Note the extensive use of the word “new.” It’s a scant disguise for the word “chaos.”

Yes, I love “new” but when I allow myself to indulge in new-new-new-new-new-new-new, I have so many New Things in my life that none of them mature fully into DONE. I don’t get to really experience them because I am hopping off in another direction to explore more “new” things.

And often, it’s only when I accidentally bump into the original “new” thing — which has now lost its shiny veneer and is officially “used” or “old” — that I come to one of two conclusions:

a) that I have totally lost track of how much I wanted to learn about/do/explore/finish that previously “new” thing; OR

b) that I must have been out of my mind to even consider trying on that ‘new’ thing and thank goodness I haven’t wasted any more precious time on it.So, being passionate about life’s exciting possibilities is good…up to a point.

It’s very much like the guy on Ed Sullivan who would spin plates on wooden dowels (okay, I am really dating myself now). He’d get one started and then start another one and keep coming back to the first one to keep it spinning. Then he’d start another one and another one until there were a dozen plates all spinning on sticks and he would be running back and forth on the stage, tending to his little spinning plates.

This guy was a professional plate spinner (what kind of title is THAT to put on your resume? I guess he was self employed so it made little difference). He was paid to keep his plates spinning and not break them. Although, let’s face it, the chances are good that he broke a lot of plates during the learning process (who teaches you that skill? who thinks up spinning and breaking plates in the first place?).

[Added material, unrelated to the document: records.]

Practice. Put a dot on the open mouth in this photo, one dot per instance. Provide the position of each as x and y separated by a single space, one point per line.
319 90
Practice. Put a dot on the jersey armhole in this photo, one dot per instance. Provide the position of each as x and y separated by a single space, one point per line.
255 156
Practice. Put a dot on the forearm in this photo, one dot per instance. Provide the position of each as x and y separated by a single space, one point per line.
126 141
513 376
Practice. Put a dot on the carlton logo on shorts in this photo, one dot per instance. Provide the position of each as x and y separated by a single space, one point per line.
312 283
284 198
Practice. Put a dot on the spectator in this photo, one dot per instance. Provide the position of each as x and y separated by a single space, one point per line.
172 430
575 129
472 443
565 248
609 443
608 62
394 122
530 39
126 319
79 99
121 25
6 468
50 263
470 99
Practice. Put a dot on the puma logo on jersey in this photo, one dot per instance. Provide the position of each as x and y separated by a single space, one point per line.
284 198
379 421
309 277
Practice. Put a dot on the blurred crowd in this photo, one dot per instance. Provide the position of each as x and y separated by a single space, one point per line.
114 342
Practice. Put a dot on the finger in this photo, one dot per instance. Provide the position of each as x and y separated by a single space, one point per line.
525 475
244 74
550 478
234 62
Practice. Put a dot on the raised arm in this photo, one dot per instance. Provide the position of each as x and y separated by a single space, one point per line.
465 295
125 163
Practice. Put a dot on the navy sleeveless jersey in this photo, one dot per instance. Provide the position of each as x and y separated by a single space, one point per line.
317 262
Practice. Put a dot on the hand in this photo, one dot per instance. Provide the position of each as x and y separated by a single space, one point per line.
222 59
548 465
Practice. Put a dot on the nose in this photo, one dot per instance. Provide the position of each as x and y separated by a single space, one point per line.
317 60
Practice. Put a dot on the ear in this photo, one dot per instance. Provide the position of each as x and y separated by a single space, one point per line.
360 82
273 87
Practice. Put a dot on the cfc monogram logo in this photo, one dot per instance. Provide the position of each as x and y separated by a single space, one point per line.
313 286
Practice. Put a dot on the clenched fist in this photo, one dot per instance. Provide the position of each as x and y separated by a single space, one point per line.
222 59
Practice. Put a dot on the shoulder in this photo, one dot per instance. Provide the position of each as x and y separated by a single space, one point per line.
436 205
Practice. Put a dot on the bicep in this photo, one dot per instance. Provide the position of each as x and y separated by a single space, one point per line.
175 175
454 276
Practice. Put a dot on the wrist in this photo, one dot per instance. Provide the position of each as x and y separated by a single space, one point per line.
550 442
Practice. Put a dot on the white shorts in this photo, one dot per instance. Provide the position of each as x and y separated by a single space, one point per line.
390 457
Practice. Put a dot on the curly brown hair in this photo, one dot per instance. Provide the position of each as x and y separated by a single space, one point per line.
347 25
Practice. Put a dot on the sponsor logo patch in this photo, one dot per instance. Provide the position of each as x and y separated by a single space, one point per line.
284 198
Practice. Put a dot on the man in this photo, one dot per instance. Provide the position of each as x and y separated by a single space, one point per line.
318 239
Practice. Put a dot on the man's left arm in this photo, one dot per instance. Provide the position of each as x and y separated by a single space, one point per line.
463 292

But if I put myself in that plate spinner’s place, using my “new” interests as the logical analogy for the plates, then I have a lot of broken crockery lying around me.

It seems to me that I barely get one plate spinning and then when another more attractive plate comes along, I turn my back on it. Soon, I lose interest in that one, too, in favor of yet another new plate. And, to my horror, the shards pile up around me. Some of those plates weren’t important to me anyway. Some of them were; I have lost some of the new things that could be melded into my being, things that truly were representative of Who I Am in the world.

There might be some substitute plates out there; I have grieved the loss of the originals. But perhaps the lesson is Big and Wise: to keep my plate spinning, I must focus on one at a time. Get it up and spinning steadily before I turn my back or even my head.

And I don’t need to spend a lot of time getting ready to spin plates. I just need to focus on that single plate. I may decide to stop spinning the plate; it may bore the heck out of me. But I don’t have to let it break,I can calmly grab it, set it aside and find a plate that is more palatable. More fun. More interesting.

I have a lot of plates spinning right now (so what else is … um…new?). So I think I’ll grab a few of them that are simply taking up my time and attention and spin the heck out of the shiny plates I really like. For now. Changeable at a moment’s notice. Whew. What a relief.